The patient then has a little time to ask questions or make a comment.
“It’s collaborative and gives each team member the potential to voice their goals and what input they may have as far as medical care,” Cannady says.
The bedside round ends with a brief comment, such as: “Thank you for your time. If there’s anything you can think of going forward, please let us know. We’re here,” she says.
• Provide consistency. “Every floor has the same team,” Cannady says. “We start the rounds at 10 a.m. for most floors, although some floors vary. Typically, the case manager or bedside nurse leads the round. Each member goes to each patient room. We identify ourselves, introduce ourselves, and discuss the plan of care for the day.”
Each bedside meeting takes around three minutes. The plan of care team visits each patient, every day.
“It’s very important to do this every day, for every patient,” Cannady stresses.
Each time the team visits a patient during the plan of care round, they can reinforce the previous day’s discharge information.
“We round on patients the same day as discharge,” Cannady explains. “We might say, ‘This is the plan: The nurse will come in, and we have home care set up for you.
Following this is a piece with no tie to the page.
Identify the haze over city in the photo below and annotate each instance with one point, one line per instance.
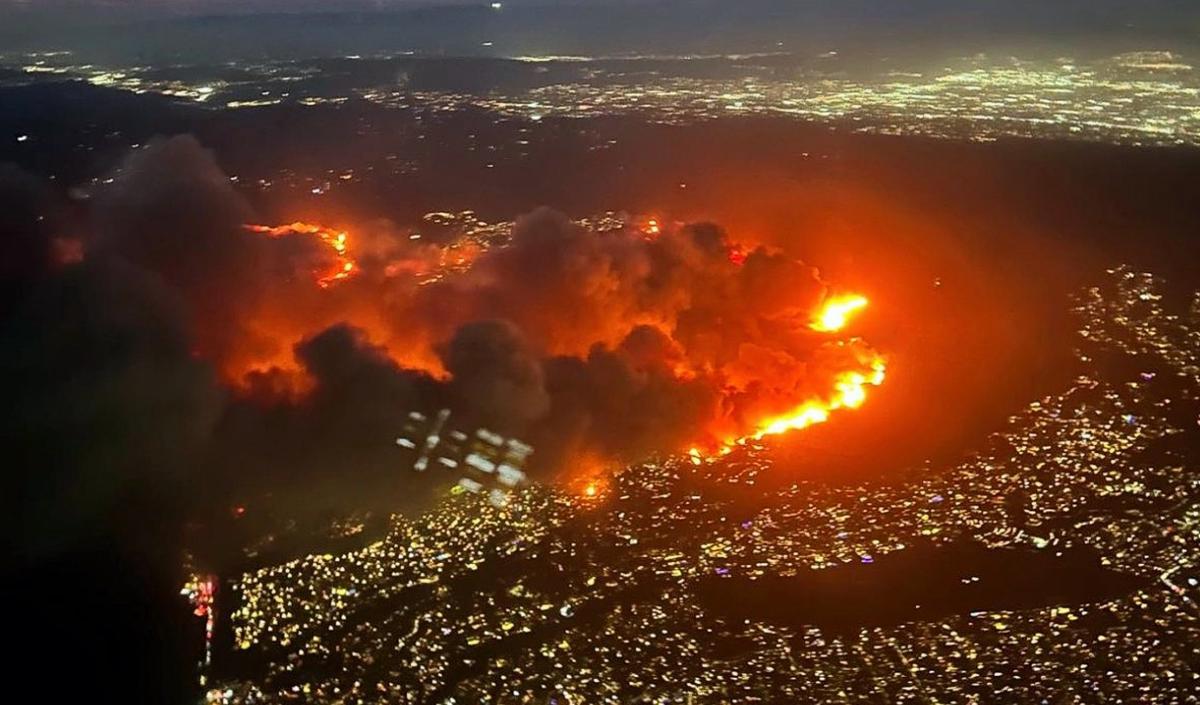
(618, 351)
We also have a follow-up appointment set for you on this day.’”
This reinforces everything the team has discussed with the patient.
• Include patients. The plan of care round team gives patients time to provide feedback, ask questions, and plan goals.
“The nurse or case manager gives a brief overview of what the patient is hospitalized for and what is going on with treatment,” Cannady says. “If they’re confused about what’s going on with their plan of care or have any questions about what medications they might need at discharge, they can ask.”
When patients need more time with their case manager, he or she can return later to sit with the patient and troubleshoot issues, she adds.
• Adjust on day two. The second day of rounding serves as reinforcement of the patient’s education and plan of care.
“We provide an update on what is going on today, as opposed to yesterday,” Cannady says. “If the patient needs a higher oxygen level or additional medication, that’s the time to discuss any differences between the days and any differences in the care.”
The second day is an update in the care plan, she adds.
• Maintain efficiency. The bedside rounds are timed to keep them quick and efficient. Nurses provide clear-cut instructions for follow-up care, Cannady says.
“Patients shouldn’t have any delays with discharge,” she notes. “The bedside rounds are not meant to hold up discharge. If patients are unable to leave and are medically cleared, then they will leave the hospital — as long as nurses have provided them with discharge instructions.”
The plan of care round team does not carry devices with them. At the most, someone might have a clipboard with the patient’s name and notes, she says.
“Sometimes, when patients have a higher acuity or additional questions, then the plan of care team might stay longer — up to six minutes in the room,” Cannady says. “If the patient requires longer plan of care rounds or explanation, then we continue on and stop back at the patient’s room when we complete the rest of the rounds. This provides more one-on-one time with that patient.”
The scripting for rounding is flexible, but efficient. A case manager might say, “I see you have additional questions. These are our bedside rounds. As soon as we get done with the remainder of the patients, we’ll circle back to have one-on-one with you and answer your remaining questions,” Cannady says.
When caregivers are present, the team encourages them to be part of the plan of care round.
Physicians are not part of the rounds, but a nurse practitioner is available on the floor to participate, she notes. “There is someone from the medical team there to answer questions and provide feedback on any medical issues,” Cannady says.